Last year co-active life coach Karen Jane DeWitt and I bonded over our love of the blonde bombshell of the ‘90s for youths who wanted nothing more than to spend their Scholastic Book Fair money on anything and everything revolving around Hanson. Only Karen Jane DeWitt was so much cooler than me because while she went on to be known as “the Hanson girl” out in Texas, I was so shaken by the “MMMBop” backlash that I hid away my interest in the singing siblings. It would take some time for me to admit it but today I cannot deny that Taylor Hanson is a lifelong crush of mine.

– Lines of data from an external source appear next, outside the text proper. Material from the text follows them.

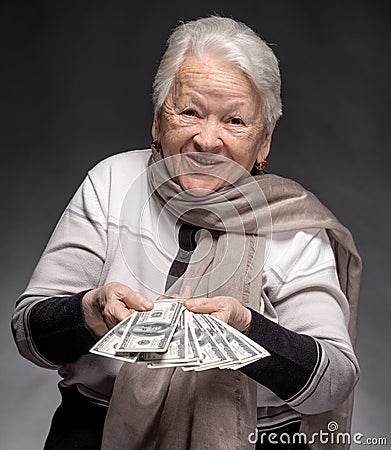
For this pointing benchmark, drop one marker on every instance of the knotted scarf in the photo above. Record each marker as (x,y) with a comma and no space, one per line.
(216,409)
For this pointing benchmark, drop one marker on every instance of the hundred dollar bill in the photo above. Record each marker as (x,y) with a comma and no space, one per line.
(211,354)
(245,349)
(219,338)
(176,352)
(108,344)
(151,331)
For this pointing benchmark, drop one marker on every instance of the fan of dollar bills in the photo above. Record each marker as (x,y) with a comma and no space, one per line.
(169,336)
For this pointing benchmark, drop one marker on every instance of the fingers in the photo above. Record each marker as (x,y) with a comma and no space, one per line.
(202,305)
(131,299)
(186,292)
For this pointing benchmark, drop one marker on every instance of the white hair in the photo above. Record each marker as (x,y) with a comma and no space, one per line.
(233,41)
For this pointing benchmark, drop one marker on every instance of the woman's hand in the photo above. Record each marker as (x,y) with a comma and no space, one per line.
(227,309)
(104,307)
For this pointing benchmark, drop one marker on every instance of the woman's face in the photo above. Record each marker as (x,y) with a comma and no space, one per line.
(212,111)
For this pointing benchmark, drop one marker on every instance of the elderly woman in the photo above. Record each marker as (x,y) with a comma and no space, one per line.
(131,234)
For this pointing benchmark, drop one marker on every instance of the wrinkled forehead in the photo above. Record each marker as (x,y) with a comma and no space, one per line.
(211,76)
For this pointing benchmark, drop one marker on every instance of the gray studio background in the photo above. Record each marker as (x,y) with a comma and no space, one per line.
(75,86)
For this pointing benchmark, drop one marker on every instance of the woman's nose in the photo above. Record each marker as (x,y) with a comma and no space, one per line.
(208,138)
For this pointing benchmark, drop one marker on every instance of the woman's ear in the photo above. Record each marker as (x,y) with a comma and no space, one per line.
(266,143)
(156,127)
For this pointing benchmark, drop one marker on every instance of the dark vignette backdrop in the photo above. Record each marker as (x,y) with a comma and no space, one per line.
(76,79)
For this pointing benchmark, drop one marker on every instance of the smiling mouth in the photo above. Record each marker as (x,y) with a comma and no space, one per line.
(202,162)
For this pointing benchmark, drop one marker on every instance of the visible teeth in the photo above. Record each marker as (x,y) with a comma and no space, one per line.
(204,161)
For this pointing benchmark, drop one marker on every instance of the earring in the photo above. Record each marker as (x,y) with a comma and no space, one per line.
(260,166)
(156,146)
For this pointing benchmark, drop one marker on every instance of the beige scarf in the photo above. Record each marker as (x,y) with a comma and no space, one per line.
(216,409)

When I first caught wind of the tongue-twister debut single, I was confused. I mean, who knew what the hell they were singing about? All I knew was that one of them made my insides feel a certain type of way. This was a bit before Nick Carter would ride in on a daydream come true, but not too long after my mind wrestled between JTT and Devon Sawa. I knew what the feelings were but after hearing everyone make fun of them, could I really withstand what would’ve come with admitting I was in love with Taylor Hanson? I couldn’t. I was fearful. I was stupid. I was just a kid.
As I got older and Hanson sort of faded into the background for most of my peers, I was able to admit to not only being way too into ‘Middle of Nowhere’ but also to having a crush on the middle brother of the trio. Now, Taylor Hanson isn’t someone I rush out to see when him and his brothers announce a tour. My lifelong crush on Taylor stays intact because I can’t shake how attractive I find him. The locks have gotten shorter over the years but there is still something about him that makes my insides feel that certain type of way.

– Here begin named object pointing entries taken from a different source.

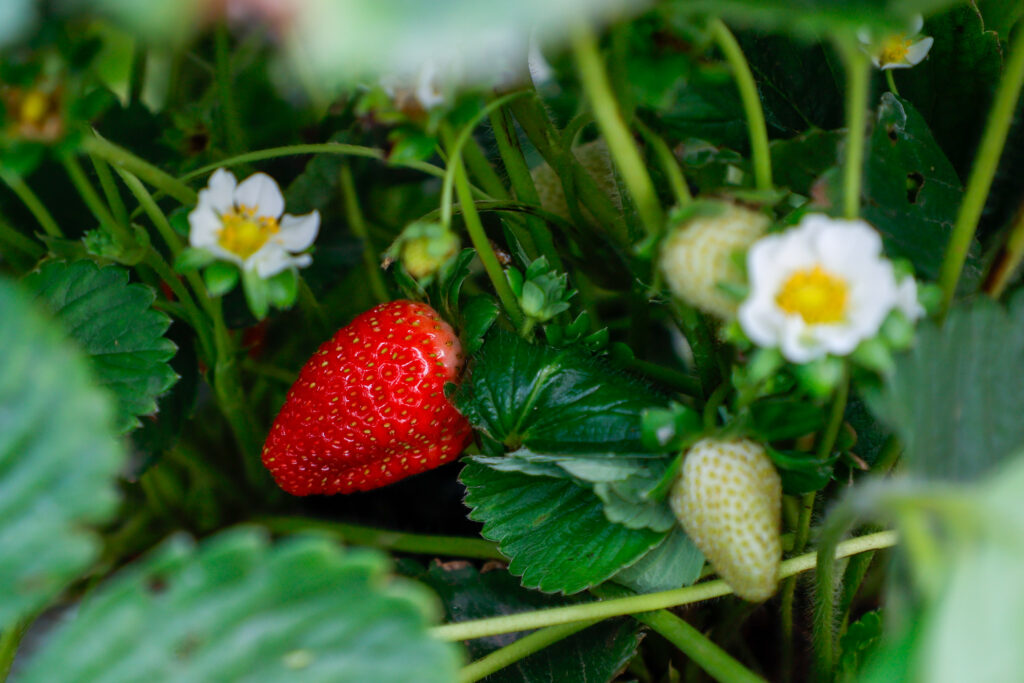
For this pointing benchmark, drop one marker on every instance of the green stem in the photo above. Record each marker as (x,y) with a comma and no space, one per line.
(858,73)
(522,183)
(641,603)
(358,227)
(121,158)
(891,82)
(482,246)
(9,641)
(233,132)
(399,542)
(669,163)
(616,133)
(715,660)
(751,100)
(32,203)
(985,165)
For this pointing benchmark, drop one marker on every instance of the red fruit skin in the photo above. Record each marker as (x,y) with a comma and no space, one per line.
(369,408)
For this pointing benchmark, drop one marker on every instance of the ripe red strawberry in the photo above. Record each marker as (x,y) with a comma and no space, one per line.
(369,408)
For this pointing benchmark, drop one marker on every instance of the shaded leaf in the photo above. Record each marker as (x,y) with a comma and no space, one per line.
(58,459)
(955,399)
(554,531)
(238,608)
(114,324)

The moment I knew this crush was top-tier was a random day in Hollywood on my way back home. I was rushing to cross the street in front of the El Capitan and who walked by me as rushed? Taylor Hanson. My breath was taken away and it didn’t return for what felt like forever when in reality it was mere seconds. Everything in me wanted to turn around and ask for a photo, but in the midst of crossing paths, I saw he had a toy in his hand. I figured his kid was not happy in the theater and all that was going to cheer them up was that toy. I let this crush I held onto since elementary school walk away but I figured, that was okay – one day. Or perhaps not. I’m really not sure I could handle the encounter.

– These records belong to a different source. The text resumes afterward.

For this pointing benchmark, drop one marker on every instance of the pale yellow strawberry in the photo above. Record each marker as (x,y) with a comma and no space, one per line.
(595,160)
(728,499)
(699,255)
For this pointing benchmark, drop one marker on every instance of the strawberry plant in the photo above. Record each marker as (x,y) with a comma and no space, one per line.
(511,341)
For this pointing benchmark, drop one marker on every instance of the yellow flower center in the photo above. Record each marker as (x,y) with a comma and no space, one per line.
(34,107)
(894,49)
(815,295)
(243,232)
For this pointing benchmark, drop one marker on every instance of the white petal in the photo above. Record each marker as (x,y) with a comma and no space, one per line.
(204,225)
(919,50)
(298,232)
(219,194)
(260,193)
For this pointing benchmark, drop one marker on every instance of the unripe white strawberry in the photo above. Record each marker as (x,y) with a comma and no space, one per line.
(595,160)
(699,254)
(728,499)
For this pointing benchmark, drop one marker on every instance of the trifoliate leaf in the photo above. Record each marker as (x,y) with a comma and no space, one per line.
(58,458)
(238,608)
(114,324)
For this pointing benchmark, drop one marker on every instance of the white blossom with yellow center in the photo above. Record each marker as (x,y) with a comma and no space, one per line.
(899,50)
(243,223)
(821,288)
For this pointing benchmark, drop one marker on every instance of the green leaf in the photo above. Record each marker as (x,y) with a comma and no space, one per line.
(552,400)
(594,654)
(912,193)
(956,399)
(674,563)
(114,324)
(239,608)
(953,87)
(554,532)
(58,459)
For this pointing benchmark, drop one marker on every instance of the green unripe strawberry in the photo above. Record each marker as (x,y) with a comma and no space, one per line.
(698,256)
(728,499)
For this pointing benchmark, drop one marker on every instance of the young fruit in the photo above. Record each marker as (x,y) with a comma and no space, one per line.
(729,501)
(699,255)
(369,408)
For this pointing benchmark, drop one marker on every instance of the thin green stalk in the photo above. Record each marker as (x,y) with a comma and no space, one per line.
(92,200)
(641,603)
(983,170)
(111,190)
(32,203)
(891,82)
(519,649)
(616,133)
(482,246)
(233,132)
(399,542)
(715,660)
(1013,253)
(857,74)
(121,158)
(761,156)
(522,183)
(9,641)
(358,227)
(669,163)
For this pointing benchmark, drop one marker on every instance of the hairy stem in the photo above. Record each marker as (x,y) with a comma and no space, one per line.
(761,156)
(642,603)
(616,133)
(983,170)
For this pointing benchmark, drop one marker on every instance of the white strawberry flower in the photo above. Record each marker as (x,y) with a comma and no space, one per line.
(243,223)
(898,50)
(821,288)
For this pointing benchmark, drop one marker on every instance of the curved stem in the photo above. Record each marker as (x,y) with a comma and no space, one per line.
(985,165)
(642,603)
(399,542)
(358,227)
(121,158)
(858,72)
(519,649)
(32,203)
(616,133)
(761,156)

Taylor Hanson entered my life during the kickstart of my formative crush years. I was over the innocent (and not so innocent) first crushes, and slowly inching towards those preteen picks, the ones whose last names I’d pair with mine, and Taylor Hanson was definitely part of that crush crop. Only I had to toss every single piece of paper with “Kendra Hanson” on it to avoid playground prosecution. Alas, those days are long gone but the crush remains.